M. Lopez Obrador est convaincu que le scrutin présidentiel du 2 juillet a été entaché de fraudes, même si les autres forces politiques et les observateurs internationaux lui ont délivré un satisfecit. Pourtant, il ne remet pas en cause la tenue, le même jour et dans les mêmes bureaux de vote, de l’élection législative, qui a fait de son Parti de la révolution démocratique (PRD) la deuxième force du Congrès après le Parti d’action nationale (PAN) de M. Calderon, tandis que le Parti révolutionnaire institutionnel (PRI), longtemps hégémonique, doit se contenter de la troisième place.
Sur 300 pages, le Tribunal électoral fédéral relève des irrégularités dans certains bureaux de vote, et fustige l’intervention excessive de l’actuel président, le conservateur Vicente Fox (PAN), dans le cours de la campagne. Il conclut toutefois que ces incidents ne suffisent pas pour invalider l’élection. Le PRD et ses alliés avaient réclamé en vain, tout l’été, un nouveau dépouillement global des voix, n’obtenant qu’un décompte partiel.
Malgré ce dénouement juridique, le climat politique reste tendu et rien n’exclut qu’il puisse encore se détériorer. Les députés de gauche ont montré leur détermination en occupant la tribune du nouveau Congrès, lors de la session inaugurale du 1er septembre, afin d’empêcher tout membre du PAN - y compris le président Fox - de s’y exprimer. Les élus de Convergence, une formation alliée du PRD durant la campagne électorale, ont refusé de s’associer à ce coup d’éclat inédit au Mexique. Leur parti vient d’accepter la décision du Tribunal électoral fédéral.
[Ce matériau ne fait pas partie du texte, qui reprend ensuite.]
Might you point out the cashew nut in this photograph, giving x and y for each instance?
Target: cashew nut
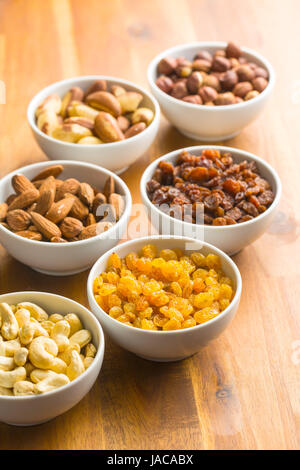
(22, 316)
(90, 350)
(74, 322)
(35, 311)
(30, 330)
(5, 391)
(43, 352)
(8, 348)
(9, 378)
(24, 387)
(76, 367)
(87, 361)
(10, 325)
(50, 383)
(81, 337)
(60, 334)
(55, 317)
(20, 356)
(66, 354)
(47, 325)
(40, 374)
(6, 363)
(29, 368)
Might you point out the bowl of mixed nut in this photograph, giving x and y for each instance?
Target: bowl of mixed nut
(211, 90)
(225, 196)
(51, 352)
(102, 120)
(164, 298)
(59, 218)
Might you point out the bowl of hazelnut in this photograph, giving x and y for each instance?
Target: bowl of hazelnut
(101, 120)
(211, 90)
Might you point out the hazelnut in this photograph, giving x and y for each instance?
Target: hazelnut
(234, 62)
(208, 93)
(212, 81)
(194, 82)
(166, 66)
(242, 88)
(251, 94)
(252, 65)
(259, 83)
(203, 55)
(183, 70)
(179, 90)
(194, 99)
(220, 64)
(238, 100)
(225, 99)
(164, 83)
(229, 80)
(202, 65)
(245, 73)
(220, 53)
(233, 50)
(260, 72)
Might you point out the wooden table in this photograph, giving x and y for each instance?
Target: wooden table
(242, 391)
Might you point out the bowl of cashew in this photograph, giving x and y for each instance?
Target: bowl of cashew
(51, 352)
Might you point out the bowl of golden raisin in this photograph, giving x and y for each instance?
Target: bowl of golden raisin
(164, 298)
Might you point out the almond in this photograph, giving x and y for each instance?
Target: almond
(53, 170)
(95, 229)
(118, 203)
(58, 240)
(49, 184)
(3, 211)
(59, 210)
(71, 186)
(129, 101)
(10, 199)
(44, 202)
(84, 122)
(107, 128)
(30, 235)
(109, 187)
(104, 101)
(99, 199)
(45, 226)
(18, 219)
(90, 220)
(74, 94)
(25, 199)
(20, 183)
(86, 194)
(71, 227)
(135, 129)
(79, 210)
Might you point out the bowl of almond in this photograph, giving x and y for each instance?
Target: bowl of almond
(59, 218)
(101, 120)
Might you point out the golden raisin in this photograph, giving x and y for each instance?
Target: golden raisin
(167, 292)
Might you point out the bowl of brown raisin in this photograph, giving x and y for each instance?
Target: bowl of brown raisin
(211, 90)
(224, 196)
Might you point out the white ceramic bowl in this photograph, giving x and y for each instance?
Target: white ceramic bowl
(116, 156)
(228, 238)
(209, 123)
(165, 346)
(37, 409)
(62, 259)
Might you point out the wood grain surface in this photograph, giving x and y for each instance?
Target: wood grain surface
(242, 391)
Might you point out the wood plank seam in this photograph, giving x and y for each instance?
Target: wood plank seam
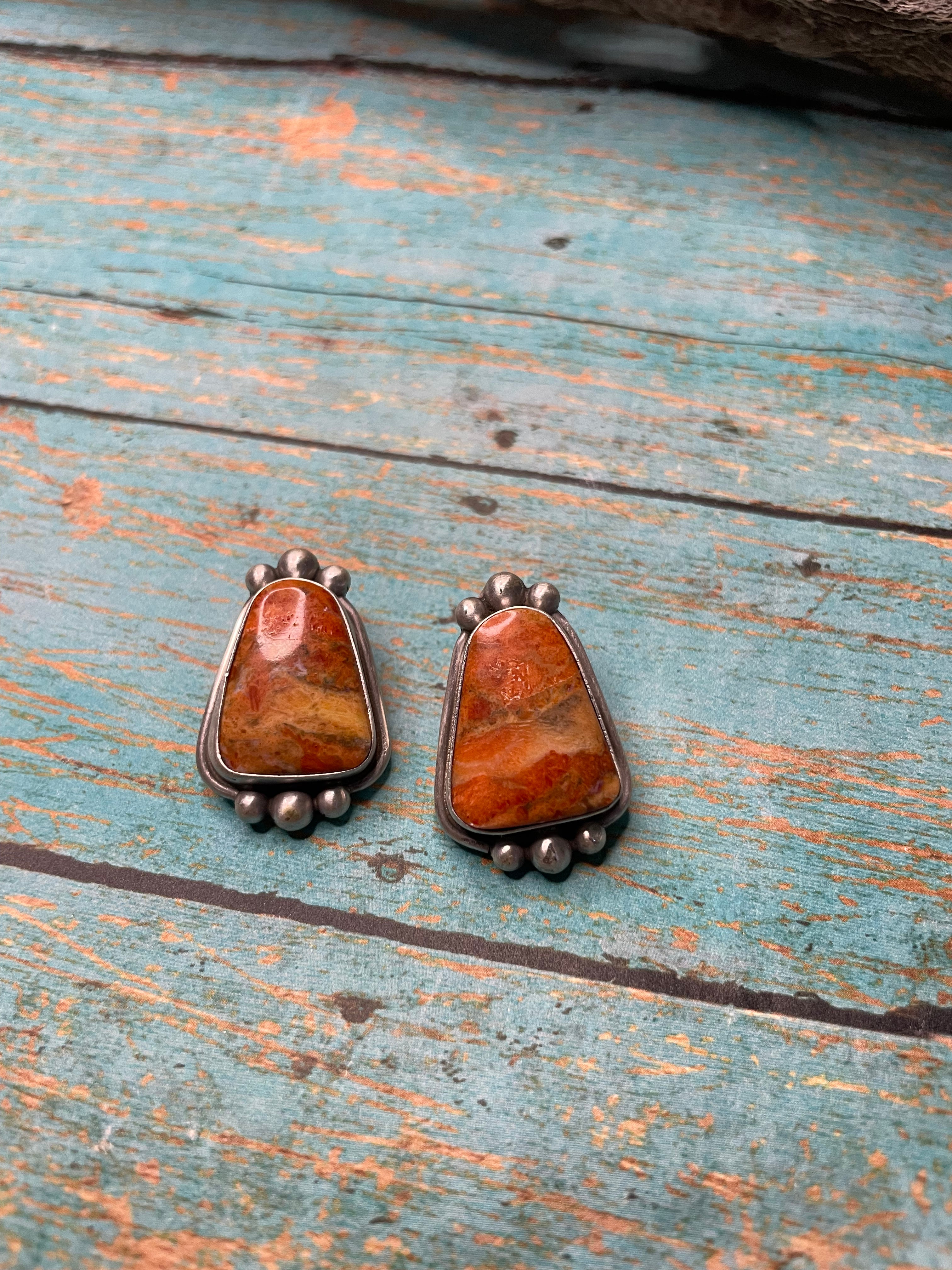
(768, 511)
(337, 63)
(589, 81)
(587, 323)
(921, 1020)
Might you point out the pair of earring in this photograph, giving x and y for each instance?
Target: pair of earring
(530, 766)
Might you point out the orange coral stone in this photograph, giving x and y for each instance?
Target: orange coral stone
(294, 703)
(529, 746)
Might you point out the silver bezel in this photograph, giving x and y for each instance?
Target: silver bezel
(484, 840)
(228, 783)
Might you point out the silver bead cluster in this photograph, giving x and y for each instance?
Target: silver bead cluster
(292, 809)
(299, 563)
(504, 591)
(551, 855)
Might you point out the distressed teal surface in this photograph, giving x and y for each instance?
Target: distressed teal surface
(786, 714)
(738, 303)
(262, 31)
(182, 1088)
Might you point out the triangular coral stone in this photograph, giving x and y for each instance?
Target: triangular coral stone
(294, 701)
(529, 746)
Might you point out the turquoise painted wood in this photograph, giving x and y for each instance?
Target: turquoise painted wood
(184, 1088)
(660, 293)
(279, 31)
(786, 714)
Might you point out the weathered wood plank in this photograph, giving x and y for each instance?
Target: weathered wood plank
(285, 31)
(785, 713)
(662, 293)
(186, 1086)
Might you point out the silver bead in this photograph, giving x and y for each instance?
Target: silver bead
(591, 839)
(551, 855)
(503, 591)
(544, 596)
(291, 811)
(508, 856)
(249, 807)
(259, 576)
(333, 803)
(299, 563)
(336, 578)
(470, 613)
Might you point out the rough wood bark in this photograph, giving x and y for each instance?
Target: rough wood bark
(900, 38)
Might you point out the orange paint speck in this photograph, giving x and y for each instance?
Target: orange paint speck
(306, 136)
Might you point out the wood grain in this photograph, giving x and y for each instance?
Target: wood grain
(184, 1088)
(781, 691)
(433, 36)
(659, 293)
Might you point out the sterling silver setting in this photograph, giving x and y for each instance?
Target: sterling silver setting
(294, 802)
(547, 848)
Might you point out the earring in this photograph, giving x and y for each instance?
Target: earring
(295, 723)
(529, 761)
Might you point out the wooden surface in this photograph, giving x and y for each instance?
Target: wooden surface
(248, 306)
(272, 1108)
(789, 735)
(738, 304)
M. Calderon tient un langage conciliant. Le président élu, qui prendra ses fonctions pour six ans le 1er décembre, a lancé un appel à surmonter les divisions, annonçant qu’il comptait intégrer à son programme de gouvernement nombre de propositions de la gauche : “Nous pouvons penser différemment, mais nous ne sommes pas ennemis”, a-t-il assuré à ses adversaires politiques, car les “seuls vrais ennemis (des Mexicains) sont le chômage et la pauvreté”.
PROMESSES DE DIALOGUE
Cet avocat de 44 ans, fort d’une expérience parlementaire et ministérielle, est en mesure de construire une majorité grâce à la coopération du PRI. Il a ainsi des chances de faire passer les réformes qui sont restées bloquées durant le mandat de M. Fox. Selon un récent sondage, M. Calderon obtiendrait 54 % des suffrages contre 30 % à M. Lopez Obrador si l’élection devait se répéter aujourd’hui.
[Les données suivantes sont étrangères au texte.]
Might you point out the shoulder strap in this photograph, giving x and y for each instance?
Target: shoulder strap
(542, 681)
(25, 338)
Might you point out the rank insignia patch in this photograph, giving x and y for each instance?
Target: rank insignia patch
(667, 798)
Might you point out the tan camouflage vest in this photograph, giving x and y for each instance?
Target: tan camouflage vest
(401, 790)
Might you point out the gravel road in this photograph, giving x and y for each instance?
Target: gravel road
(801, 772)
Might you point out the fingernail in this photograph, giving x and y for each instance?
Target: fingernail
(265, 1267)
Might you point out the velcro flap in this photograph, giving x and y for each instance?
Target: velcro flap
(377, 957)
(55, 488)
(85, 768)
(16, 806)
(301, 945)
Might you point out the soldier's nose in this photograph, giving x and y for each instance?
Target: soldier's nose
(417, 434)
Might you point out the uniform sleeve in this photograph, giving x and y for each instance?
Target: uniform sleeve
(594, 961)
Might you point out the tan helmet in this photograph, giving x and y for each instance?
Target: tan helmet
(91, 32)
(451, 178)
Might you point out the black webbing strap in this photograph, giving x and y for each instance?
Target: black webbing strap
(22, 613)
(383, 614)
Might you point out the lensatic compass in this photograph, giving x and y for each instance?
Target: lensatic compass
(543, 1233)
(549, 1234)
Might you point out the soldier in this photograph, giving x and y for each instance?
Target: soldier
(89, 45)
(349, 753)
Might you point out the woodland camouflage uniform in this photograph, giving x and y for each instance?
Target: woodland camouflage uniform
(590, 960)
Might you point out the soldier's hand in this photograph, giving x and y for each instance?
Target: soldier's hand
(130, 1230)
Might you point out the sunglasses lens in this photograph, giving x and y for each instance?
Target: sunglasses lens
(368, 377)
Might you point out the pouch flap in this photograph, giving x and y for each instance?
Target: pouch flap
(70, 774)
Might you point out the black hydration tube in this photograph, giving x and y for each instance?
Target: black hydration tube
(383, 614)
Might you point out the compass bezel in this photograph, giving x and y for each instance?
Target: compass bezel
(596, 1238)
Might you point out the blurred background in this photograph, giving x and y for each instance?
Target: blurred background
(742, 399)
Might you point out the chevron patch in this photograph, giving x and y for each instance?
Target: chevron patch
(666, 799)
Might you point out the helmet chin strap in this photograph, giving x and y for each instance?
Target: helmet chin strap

Ses promesses de dialogue se heurtent néanmoins à l’hostilité du mouvement soudé autour d’”AMLO”. Sous les tentes dressées depuis fin juillet dans le centre de Mexico, ses fidèles sont peut-être moins nombreux, mais prêts à le suivre jusqu’au bout. Tel ce groupe de mères du quartier Cuauhtemoc, installées sur l’élégante avenue Reforma. “Nous sommes la majorité dans ce pays, insiste Carmen Martinez : nous allons mener la vie dure à “ceux d’en haut”, à ces entrepreneurs et politiciens qui tirent les ficelles.” La jeune Lucia Juarez lit à haute voix l’article 39 de la Constitution, qui reconnaît au peuple “à tout moment, le droit inaliénable de changer la forme de son gouvernement”.
Le 16 septembre, “AMLO” espère rassembler un million de manifestants. Ce jour de fête nationale, l’armée défile dans le centre-ville. Elle a déjà fait savoir qu’elle ne modifierait pas son itinéraire habituel, qui passe par l’avenue Reforma.